It’s always interesting – and often fun – to re-taste wines you enjoyed often, a while back, but had somewhat set aside and forgotten.
That’s what happened to me when a good friend of mine brought me a bottle of Masi Campofiorin, a unique wine from the Veneto, in Northern Italy. When I first started drinking wine seriously, in the early 90s, the Campofiorin had been a true discovery: a wine that tasted different from everything else I’d had before, with a richness and depth that felt remarkable, especially at such a reasonable price.
The wine’s unique profile comes from the unique way in which it’s made, a mix between a “regular”, dry wine and an amarone, the wines made from grapes that are partly dried on straw mats after being picked. The Campofiorin is first made from freshly harvested grapes, and then refermented with an addition of grapes dried using the appassimento method (see this great article on the Buzz blog, from Bastianich winery).

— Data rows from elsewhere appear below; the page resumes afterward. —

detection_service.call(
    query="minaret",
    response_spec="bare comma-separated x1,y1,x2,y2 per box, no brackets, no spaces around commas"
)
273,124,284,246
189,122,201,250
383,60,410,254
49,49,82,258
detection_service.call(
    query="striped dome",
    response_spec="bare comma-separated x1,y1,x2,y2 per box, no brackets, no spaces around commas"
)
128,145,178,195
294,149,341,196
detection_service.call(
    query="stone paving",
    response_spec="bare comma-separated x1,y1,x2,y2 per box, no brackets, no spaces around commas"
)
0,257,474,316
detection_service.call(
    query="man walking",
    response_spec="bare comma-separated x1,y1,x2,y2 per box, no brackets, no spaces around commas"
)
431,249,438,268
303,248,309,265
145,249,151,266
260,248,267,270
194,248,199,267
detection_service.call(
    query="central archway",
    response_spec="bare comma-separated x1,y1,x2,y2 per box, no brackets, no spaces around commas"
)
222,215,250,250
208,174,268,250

The mixed method for this “poor man’s amarone”, as some people call it, provide the wine with an interestingly complex set of flavors and aromas, at once fresh and concentrated. The 2005, when I tasted it last week, provided red cherries and red berry jam, spice and tobacco, with good intensity and balance. Accents like tawny port or amarone mixed with elements closer to a barbera or a regular valpolicella. I’d serve it with veal chops, pasta with a meat ragu or a roast chicken.
Beautiful now, the wine should likely age well for several years, providing a good occasion for cellaring several bottles and watching them evolve, without spending a fortune.